Amid all the fuss about cuts at the BBC and how this will affect programme output, I can’t help thinking, why the outrage? For years, there have been dark rumblings among writers that there’s no longer a drama department to nurture young talent and commission new work — the Birtian revolution of the 1990s saw to that, and it did initially cause a sharp decline in standards, especially in the number and range of original drama productions. Over at Radio Three, the Controller Roger Wright has been attacked for not encouraging live performances of new music, but you could say he has brought other virtues to the network. Sometimes a financial squeeze on programme-making can have the effect of a health-ensuring purgative, getting rid of waste. In any case, a bit of discomfiting self-questioning is no bad thing. Too little financial challenge, too much presumption of your right to be there often takes the edge off things, stultifying and stagnating.
The great thing about radio, of course, is its immediacy, its ability to function on nothing more than a microphone, an editing machine and a bit of imagination. Which is why radio has survived the arrival of television and is now flourishing in the brave new world of broadband.
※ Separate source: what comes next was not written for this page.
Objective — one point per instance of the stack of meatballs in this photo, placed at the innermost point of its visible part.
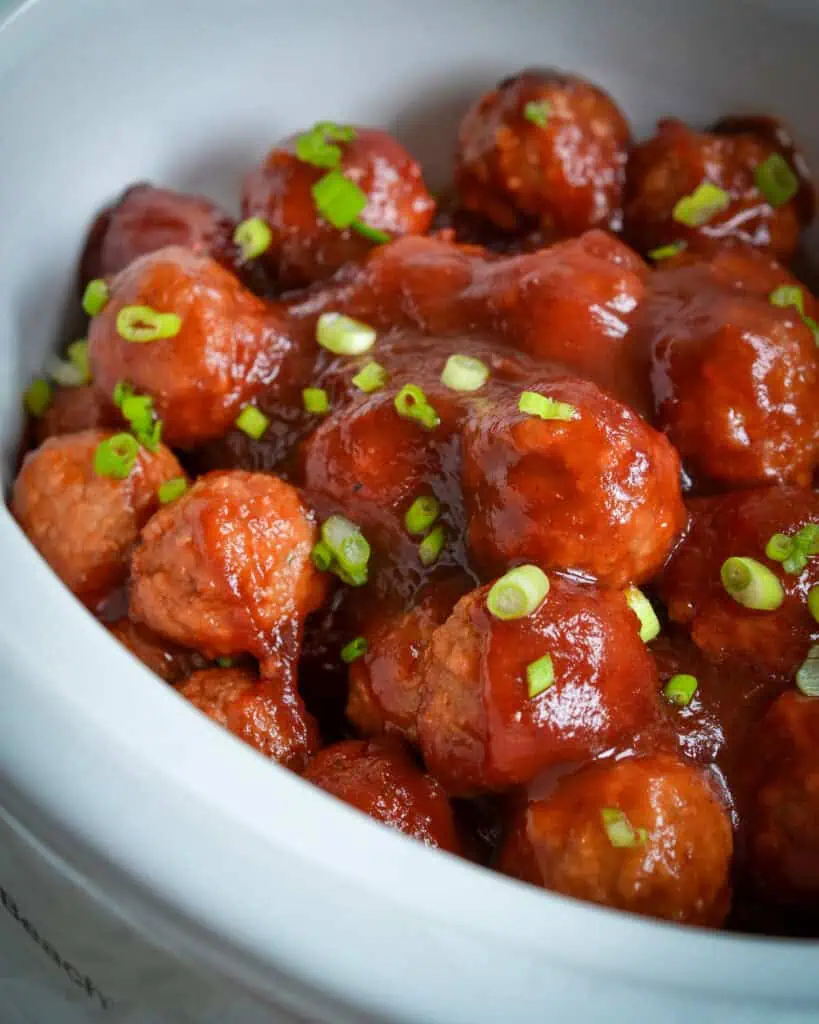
(492, 516)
As anyone who has invested in a digital radio will know, or who has adapted to listening via the computer (it takes a bit of getting used to, and it still feels not quite right to me: surely we need someone else to be listening to the same programme at the same time?), there are dozens of stations out there offering not just non-stop music (Heart, Smooth,
theJazz, Magic, UCB Inspirational) but also community documentaries (see PRL24 — Polish Radio London), original audio experiences (Resonance FM) and any amount of audio books on air.